All business operations involve some degree of risk...and sometimes that risk turns on you and your company faces serious financial problems.

It happens. Many owners, officers, and managers often overreact, act in haste, or make one of these 5 major mistakes because they:
  1. Refuse to radically reduce overhead. (Over-paid staff, unprofitable “ventures”...get rid of them now.)
  2. Fail to understand and act upon financial reporting. (Control cash-on-hand, take care of creditors always, know and understand your P&L and balance sheets.)
  3. Give creditors additional collateral in company’s property or Accounts Receivable. (Unwittingly making your creditors your partner can hamstring your ability to effectively deal with any future lienholder.)
  4. Lie to creditors. (If you opt for bankruptcy, lack of transparency can haunt you in front of a judge.)
  5. Refuse to open your eyes and deal with reality. (If the company is hurting, face the facts, make drastic changes, and get professional help.)
You may own and operate a business successfully in “good times”, but that doesn’t mean you actually have the skillset to navigate through stormy weather when it comes. It takes experience, training, and genuine knowledge of your options to make the absolute right choices in times of trouble.

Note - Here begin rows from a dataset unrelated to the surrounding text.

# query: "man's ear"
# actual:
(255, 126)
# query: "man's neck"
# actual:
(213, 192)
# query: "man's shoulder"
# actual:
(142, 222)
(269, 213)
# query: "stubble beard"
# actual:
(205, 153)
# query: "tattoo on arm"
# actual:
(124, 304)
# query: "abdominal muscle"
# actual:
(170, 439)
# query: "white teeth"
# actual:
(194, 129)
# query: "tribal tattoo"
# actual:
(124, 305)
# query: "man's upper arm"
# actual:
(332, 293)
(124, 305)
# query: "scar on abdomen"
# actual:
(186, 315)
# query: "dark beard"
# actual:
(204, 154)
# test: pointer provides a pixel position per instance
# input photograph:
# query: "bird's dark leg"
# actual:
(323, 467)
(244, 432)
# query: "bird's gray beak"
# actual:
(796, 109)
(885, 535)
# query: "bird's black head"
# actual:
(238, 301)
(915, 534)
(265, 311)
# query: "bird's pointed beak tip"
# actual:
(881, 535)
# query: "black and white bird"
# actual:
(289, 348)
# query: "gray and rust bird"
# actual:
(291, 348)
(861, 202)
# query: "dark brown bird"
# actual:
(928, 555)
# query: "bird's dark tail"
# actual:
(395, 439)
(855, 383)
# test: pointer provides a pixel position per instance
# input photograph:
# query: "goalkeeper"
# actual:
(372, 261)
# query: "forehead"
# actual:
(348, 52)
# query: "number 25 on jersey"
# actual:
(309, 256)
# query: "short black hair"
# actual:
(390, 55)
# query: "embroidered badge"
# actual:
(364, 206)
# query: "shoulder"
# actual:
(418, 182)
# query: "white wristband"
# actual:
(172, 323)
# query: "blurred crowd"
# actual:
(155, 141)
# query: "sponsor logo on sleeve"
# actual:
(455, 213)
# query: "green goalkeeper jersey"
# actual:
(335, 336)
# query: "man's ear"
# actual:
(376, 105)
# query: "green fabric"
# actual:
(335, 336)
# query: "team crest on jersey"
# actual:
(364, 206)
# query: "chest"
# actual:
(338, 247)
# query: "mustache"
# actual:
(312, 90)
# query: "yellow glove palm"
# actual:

If you spend more time juggling creditors, going over “the books”, and fighting to keep customers than you do in actually operating and growing your business, it’s time to get professional help.


A few of my earlier mistakes dealt a lot with unrealistic projections, and therefore led to unrealistic deals. A few that burned bridges with folks I really respected.

I quickly learned to change.

I've become a lot more careful, but still a little reckless and daring...but not with the finances anymore...


I have a business that is a few months old. I must say, this information is very insightful and it will help me avoid mistakes Iwould have made. Thank you very much.


That's why it is a good idea to do all your research on the type of business that you will run before jumping into business. You have to know how to navigate those stormy waters. It can be very difficult, but you have to be smart, and either cut your loses or move forward and push through. It is up to what is going to work eventually or not, and what you can afford or not.


Thanks for sharing those tips to us here. Very relevant and helpful. I am not into any kind of business yet, but I would surely keep those things in mind and apply them once I have decided to venture in a business.